Can an AI agent perform actions without approval?
Yes, but it should only do so for actions that are low risk and clearly authorised.
Sensitive, irreversible or financially significant actions should normally require human approval.
Final Verdict
The best AI agent builder is the platform that gives your team the right balance of autonomy, control and operational effort.
Choose OpenAI AgentKit and the Agents SDK when developers want a complete OpenAI-based environment for designing, evaluating and embedding agents.
Choose Gemini Enterprise Agent Platform when the organisation needs a governed agent platform across Google Cloud.
Choose Microsoft Copilot Studio when agents must work with Microsoft 365, Power Platform and Dataverse.
Choose Salesforce Agentforce Builder when the agent’s primary job involves Salesforce customers, records and workflows.
Choose Amazon Bedrock AgentCore when AWS developers need modular infrastructure for production agents.

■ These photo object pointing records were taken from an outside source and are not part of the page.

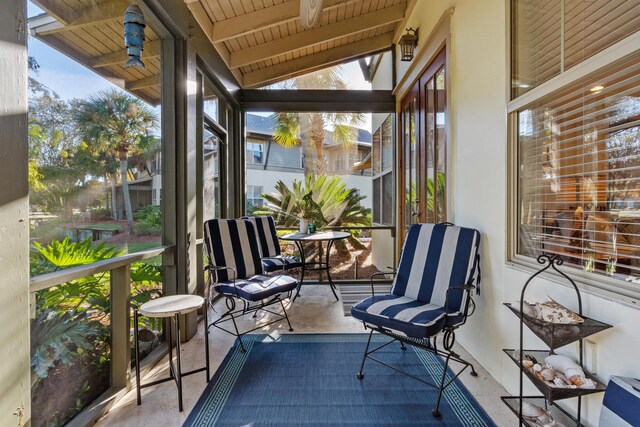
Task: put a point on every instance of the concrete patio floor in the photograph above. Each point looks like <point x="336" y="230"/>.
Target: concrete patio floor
<point x="315" y="311"/>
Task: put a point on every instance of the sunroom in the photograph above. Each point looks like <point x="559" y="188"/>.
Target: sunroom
<point x="363" y="119"/>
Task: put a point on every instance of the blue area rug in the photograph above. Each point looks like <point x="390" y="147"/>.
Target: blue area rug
<point x="310" y="379"/>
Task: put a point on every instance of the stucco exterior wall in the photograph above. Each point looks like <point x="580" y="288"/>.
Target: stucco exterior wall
<point x="477" y="63"/>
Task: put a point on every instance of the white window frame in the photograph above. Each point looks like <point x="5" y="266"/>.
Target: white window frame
<point x="251" y="195"/>
<point x="614" y="289"/>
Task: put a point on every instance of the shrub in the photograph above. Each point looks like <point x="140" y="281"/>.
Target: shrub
<point x="149" y="220"/>
<point x="101" y="213"/>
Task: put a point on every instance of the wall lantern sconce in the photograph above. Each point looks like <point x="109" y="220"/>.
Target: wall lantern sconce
<point x="408" y="43"/>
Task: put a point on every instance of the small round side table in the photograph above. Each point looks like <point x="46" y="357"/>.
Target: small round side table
<point x="171" y="307"/>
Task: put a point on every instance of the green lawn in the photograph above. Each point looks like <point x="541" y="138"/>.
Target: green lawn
<point x="102" y="226"/>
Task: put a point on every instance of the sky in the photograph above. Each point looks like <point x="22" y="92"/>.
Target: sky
<point x="71" y="80"/>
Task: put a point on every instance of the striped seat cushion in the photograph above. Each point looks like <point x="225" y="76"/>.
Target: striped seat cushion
<point x="258" y="287"/>
<point x="434" y="258"/>
<point x="277" y="263"/>
<point x="267" y="237"/>
<point x="407" y="315"/>
<point x="621" y="404"/>
<point x="233" y="243"/>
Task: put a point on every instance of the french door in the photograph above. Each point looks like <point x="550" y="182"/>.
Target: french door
<point x="424" y="148"/>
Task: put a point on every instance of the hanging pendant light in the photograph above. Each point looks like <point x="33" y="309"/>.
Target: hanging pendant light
<point x="408" y="43"/>
<point x="310" y="13"/>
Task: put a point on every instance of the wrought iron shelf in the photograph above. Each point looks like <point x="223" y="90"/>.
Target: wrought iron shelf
<point x="560" y="415"/>
<point x="557" y="335"/>
<point x="549" y="392"/>
<point x="554" y="336"/>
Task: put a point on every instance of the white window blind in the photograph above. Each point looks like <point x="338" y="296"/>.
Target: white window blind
<point x="551" y="36"/>
<point x="579" y="173"/>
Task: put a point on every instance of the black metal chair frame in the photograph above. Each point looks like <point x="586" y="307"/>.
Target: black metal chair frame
<point x="248" y="307"/>
<point x="428" y="344"/>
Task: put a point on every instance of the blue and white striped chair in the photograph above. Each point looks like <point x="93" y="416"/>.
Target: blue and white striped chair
<point x="235" y="271"/>
<point x="621" y="404"/>
<point x="431" y="293"/>
<point x="272" y="258"/>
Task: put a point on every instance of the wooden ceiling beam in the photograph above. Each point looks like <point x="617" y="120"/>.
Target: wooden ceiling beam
<point x="264" y="18"/>
<point x="198" y="12"/>
<point x="63" y="13"/>
<point x="151" y="49"/>
<point x="143" y="83"/>
<point x="91" y="15"/>
<point x="323" y="59"/>
<point x="317" y="35"/>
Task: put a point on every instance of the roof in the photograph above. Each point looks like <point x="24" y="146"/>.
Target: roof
<point x="264" y="41"/>
<point x="266" y="124"/>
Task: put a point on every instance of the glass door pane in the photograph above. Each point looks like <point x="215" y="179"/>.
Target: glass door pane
<point x="440" y="154"/>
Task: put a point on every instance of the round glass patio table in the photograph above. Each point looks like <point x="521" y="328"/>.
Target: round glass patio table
<point x="324" y="236"/>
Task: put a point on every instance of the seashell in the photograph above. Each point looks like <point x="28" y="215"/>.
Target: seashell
<point x="531" y="411"/>
<point x="552" y="312"/>
<point x="563" y="363"/>
<point x="548" y="374"/>
<point x="527" y="309"/>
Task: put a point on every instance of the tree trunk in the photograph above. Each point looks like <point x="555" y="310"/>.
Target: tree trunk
<point x="317" y="134"/>
<point x="114" y="205"/>
<point x="125" y="192"/>
<point x="307" y="153"/>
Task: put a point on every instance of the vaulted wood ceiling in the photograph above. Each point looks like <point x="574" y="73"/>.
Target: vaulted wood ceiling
<point x="91" y="32"/>
<point x="262" y="41"/>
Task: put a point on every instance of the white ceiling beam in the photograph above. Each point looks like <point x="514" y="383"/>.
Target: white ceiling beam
<point x="264" y="18"/>
<point x="326" y="58"/>
<point x="317" y="35"/>
<point x="91" y="15"/>
<point x="198" y="12"/>
<point x="143" y="83"/>
<point x="151" y="49"/>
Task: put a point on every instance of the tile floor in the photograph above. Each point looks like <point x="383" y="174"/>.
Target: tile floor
<point x="316" y="311"/>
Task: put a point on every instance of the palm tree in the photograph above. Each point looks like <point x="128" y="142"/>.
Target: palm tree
<point x="118" y="125"/>
<point x="308" y="129"/>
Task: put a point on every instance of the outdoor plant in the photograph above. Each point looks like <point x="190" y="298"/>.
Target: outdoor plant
<point x="149" y="220"/>
<point x="324" y="201"/>
<point x="70" y="335"/>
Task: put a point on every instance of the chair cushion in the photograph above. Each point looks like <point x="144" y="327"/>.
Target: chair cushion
<point x="434" y="258"/>
<point x="267" y="237"/>
<point x="275" y="263"/>
<point x="233" y="243"/>
<point x="621" y="404"/>
<point x="258" y="287"/>
<point x="412" y="317"/>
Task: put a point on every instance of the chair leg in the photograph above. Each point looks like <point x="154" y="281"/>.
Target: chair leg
<point x="238" y="334"/>
<point x="364" y="357"/>
<point x="285" y="315"/>
<point x="436" y="409"/>
<point x="137" y="355"/>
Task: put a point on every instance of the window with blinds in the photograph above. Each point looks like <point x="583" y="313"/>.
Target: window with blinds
<point x="383" y="173"/>
<point x="579" y="173"/>
<point x="551" y="36"/>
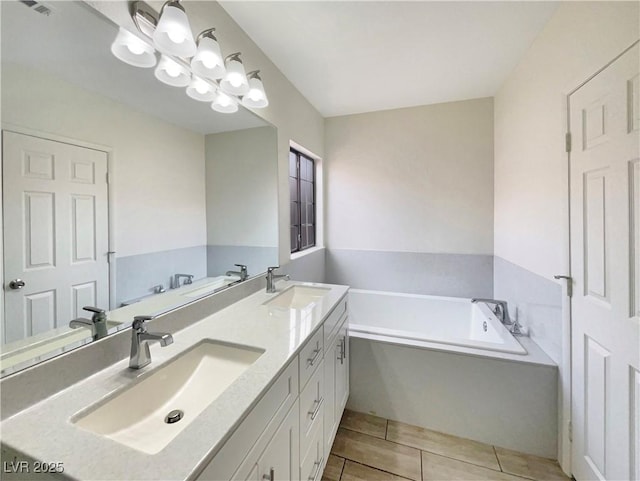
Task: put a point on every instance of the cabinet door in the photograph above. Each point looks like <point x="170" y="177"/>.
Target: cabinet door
<point x="330" y="420"/>
<point x="342" y="370"/>
<point x="281" y="459"/>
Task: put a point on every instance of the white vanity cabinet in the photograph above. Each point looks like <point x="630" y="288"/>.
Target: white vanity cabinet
<point x="280" y="459"/>
<point x="289" y="433"/>
<point x="336" y="372"/>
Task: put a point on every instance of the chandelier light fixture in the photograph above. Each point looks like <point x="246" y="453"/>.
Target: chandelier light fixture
<point x="198" y="66"/>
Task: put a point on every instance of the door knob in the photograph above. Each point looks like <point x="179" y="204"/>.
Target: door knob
<point x="16" y="284"/>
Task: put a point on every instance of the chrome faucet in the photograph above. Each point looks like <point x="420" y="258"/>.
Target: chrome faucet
<point x="500" y="309"/>
<point x="271" y="287"/>
<point x="243" y="273"/>
<point x="140" y="338"/>
<point x="175" y="282"/>
<point x="97" y="324"/>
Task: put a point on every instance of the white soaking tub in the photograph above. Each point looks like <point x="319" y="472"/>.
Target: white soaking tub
<point x="449" y="365"/>
<point x="447" y="320"/>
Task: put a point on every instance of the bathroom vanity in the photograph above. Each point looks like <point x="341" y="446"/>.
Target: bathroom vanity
<point x="254" y="391"/>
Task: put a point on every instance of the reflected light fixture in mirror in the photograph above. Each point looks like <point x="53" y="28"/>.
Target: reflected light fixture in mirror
<point x="133" y="50"/>
<point x="256" y="97"/>
<point x="206" y="76"/>
<point x="200" y="89"/>
<point x="208" y="61"/>
<point x="172" y="73"/>
<point x="224" y="103"/>
<point x="235" y="81"/>
<point x="172" y="35"/>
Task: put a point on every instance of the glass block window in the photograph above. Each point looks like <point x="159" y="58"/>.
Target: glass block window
<point x="302" y="190"/>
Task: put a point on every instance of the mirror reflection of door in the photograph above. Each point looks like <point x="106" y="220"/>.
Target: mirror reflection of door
<point x="55" y="233"/>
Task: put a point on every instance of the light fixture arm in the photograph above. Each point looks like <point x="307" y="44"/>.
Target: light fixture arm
<point x="254" y="74"/>
<point x="172" y="3"/>
<point x="207" y="33"/>
<point x="233" y="56"/>
<point x="188" y="63"/>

Choose LangGraph when the engineering team needs precise control over state, execution and human approval.
Choose CrewAI when the task genuinely benefits from several specialised agents working together.

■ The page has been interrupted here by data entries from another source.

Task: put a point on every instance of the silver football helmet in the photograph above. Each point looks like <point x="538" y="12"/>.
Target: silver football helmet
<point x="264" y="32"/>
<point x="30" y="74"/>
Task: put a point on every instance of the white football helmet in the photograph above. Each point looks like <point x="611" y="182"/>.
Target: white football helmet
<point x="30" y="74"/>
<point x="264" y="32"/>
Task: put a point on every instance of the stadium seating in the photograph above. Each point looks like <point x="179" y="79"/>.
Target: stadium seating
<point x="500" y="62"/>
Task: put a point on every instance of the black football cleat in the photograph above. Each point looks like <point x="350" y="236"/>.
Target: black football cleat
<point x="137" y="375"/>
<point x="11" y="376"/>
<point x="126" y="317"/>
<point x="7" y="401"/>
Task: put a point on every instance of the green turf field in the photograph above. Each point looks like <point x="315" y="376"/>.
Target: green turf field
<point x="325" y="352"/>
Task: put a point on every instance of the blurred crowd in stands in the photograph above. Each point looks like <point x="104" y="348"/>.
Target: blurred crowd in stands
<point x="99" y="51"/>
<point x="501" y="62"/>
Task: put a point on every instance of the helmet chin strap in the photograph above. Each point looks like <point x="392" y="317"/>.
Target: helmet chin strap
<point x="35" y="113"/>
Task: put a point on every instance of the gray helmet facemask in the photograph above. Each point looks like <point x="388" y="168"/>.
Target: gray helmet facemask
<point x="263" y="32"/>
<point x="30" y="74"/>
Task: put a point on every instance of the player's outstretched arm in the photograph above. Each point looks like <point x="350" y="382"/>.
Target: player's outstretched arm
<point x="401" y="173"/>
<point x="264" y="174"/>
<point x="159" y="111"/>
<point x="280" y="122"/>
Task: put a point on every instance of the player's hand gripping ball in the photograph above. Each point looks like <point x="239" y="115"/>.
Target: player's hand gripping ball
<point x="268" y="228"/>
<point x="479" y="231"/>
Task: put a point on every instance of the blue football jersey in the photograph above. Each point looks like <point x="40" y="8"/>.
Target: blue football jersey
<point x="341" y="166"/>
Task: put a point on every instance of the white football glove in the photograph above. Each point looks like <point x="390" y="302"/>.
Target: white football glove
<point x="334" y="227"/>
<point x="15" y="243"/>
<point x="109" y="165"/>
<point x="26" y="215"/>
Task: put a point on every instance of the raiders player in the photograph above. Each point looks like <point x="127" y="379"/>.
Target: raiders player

Choose Relevance AI when business teams want to build an AI workforce without managing a traditional development stack.
Choose n8n when agent reasoning must be combined with controlled, visible automation.
Choose Flowise for open-source visual development.
Choose Dify when the team needs agents, knowledge retrieval and deployable AI workflows in one platform.
Choose Zapier Agents when application connectivity is the main requirement.
Before selecting a platform, build one clearly defined agent and test whether it can:
- Complete the intended business task.
- Select and use the correct tools.
- Respect permissions.
- Request approval at the right time.
- Recover from integration failures.
- Ignore malicious instructions in external content.
- Explain what happened through clear traces.
- Operate within a defined cost limit.
- Preserve accurate state.
- Fail safely when it cannot complete the task.
An AI agent builder should not merely make it easy to create an impressive demonstration.
It should make it possible to deploy an agent that performs useful work reliably, securely and at a cost the organisation can sustain.